Hi, we wish to have a dataset comprised of data from a well-known directory in the UK (which will be detailed when we award the job).
The website is a typical directory, where you search for a service and location and it lists the various results. The results page consists of approximately 25 results. Each result has a minimum amount of information which is consistent in all results, some have more information. We wish to capture as much as possible.
There will be two stages of web scraping:
- Stage 1: preliminary details from the main results page
- Stage 2: using the url's generated from the above, we wish to then find the relevant contact details by going to each site and searching for phone number/email address and any relevant pictures. ** We will discuss Stage 2 in greater detail after Stage 1 has been successful. This project only refers to Stage 1.**
There are approximately 10k results in Stage 1.
You will need to employ IP rotation and headers.
The results from Stage 1 will need to be in a CSV file, with clear and easily understood headings. We will pay milestones at every 2.5k results sent to us.
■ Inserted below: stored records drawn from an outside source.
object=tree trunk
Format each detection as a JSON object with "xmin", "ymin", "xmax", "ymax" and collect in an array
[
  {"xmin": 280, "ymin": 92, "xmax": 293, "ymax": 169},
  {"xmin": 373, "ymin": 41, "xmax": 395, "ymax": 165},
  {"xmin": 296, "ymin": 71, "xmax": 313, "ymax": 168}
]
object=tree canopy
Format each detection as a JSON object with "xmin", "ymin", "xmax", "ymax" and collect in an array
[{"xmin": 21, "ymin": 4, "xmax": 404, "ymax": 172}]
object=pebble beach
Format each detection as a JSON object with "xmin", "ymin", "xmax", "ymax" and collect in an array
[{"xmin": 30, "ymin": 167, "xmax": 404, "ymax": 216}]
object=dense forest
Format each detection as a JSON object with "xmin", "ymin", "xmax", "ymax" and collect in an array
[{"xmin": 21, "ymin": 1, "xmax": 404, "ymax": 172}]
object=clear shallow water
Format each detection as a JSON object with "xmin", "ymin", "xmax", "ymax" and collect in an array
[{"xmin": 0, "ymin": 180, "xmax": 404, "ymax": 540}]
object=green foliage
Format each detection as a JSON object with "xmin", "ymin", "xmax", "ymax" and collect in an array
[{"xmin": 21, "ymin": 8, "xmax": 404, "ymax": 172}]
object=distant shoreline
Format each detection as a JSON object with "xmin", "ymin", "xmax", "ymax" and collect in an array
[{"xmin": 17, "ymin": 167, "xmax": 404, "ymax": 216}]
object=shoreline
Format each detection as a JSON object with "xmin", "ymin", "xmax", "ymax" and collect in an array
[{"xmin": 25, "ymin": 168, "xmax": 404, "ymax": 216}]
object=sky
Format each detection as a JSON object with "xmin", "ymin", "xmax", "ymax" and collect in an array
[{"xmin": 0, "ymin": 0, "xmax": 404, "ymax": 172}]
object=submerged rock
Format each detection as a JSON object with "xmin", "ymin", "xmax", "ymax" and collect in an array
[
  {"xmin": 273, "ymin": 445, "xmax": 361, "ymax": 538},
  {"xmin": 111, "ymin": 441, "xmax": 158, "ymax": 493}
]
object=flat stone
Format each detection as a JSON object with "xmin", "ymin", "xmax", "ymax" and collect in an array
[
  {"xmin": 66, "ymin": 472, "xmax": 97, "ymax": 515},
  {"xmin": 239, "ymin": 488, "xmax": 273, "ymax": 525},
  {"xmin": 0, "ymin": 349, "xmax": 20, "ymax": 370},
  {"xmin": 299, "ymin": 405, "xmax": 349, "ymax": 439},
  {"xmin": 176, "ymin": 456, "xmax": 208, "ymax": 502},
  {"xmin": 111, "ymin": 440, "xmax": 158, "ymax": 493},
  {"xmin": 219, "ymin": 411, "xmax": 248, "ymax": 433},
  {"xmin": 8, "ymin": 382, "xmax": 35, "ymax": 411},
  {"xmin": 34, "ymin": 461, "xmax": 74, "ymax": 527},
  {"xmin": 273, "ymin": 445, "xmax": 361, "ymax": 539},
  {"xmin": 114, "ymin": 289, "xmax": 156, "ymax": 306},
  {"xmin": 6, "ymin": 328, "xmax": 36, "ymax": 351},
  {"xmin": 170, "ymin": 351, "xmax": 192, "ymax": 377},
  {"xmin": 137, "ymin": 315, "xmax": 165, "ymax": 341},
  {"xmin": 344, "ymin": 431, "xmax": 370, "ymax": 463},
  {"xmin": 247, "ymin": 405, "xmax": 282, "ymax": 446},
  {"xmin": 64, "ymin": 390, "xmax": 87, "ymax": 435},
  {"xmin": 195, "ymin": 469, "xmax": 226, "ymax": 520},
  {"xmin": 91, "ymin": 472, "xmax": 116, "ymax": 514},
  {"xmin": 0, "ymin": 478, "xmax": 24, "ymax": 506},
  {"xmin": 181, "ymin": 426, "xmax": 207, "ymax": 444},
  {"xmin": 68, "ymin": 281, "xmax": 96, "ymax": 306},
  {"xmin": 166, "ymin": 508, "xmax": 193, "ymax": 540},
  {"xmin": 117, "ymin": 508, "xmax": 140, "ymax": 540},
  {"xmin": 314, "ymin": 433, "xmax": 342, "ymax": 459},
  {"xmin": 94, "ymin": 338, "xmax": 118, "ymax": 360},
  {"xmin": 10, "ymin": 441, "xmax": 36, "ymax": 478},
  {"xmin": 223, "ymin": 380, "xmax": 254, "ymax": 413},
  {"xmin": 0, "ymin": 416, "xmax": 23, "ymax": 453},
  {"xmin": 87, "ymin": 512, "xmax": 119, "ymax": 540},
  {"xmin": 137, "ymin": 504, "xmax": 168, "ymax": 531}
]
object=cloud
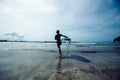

33 pekerja bebas membida secara purata £167 untuk pekerjaan ini
Hi I checked your two stages. I can write a desktop application that fetches the data. The scraper can be Multi-threading and with proxy support. Can do it in less than 1 day and start right now. Thanks
Hi, since you know tt we need IP rotation to scrape from this website, do you also have an idea after how many requests their server will detect and block the ip ? Thanks
Hello Sir i am an expert in web scraping and i can perfectly manage your job . i read you job requirements . we need to discuss and i can start your work thanks
Greetings I am highly experienced python developer. I have done a lot of utlity scripts like webscrapers. Contact me so we can discuss this directory in details. Sincerely Mladen
Hello. I read your job post carefully. I am an expert python scraper and I can rotate your IP. Especially I will use python selenium and do some action. You will get the perfect csv. Best regards.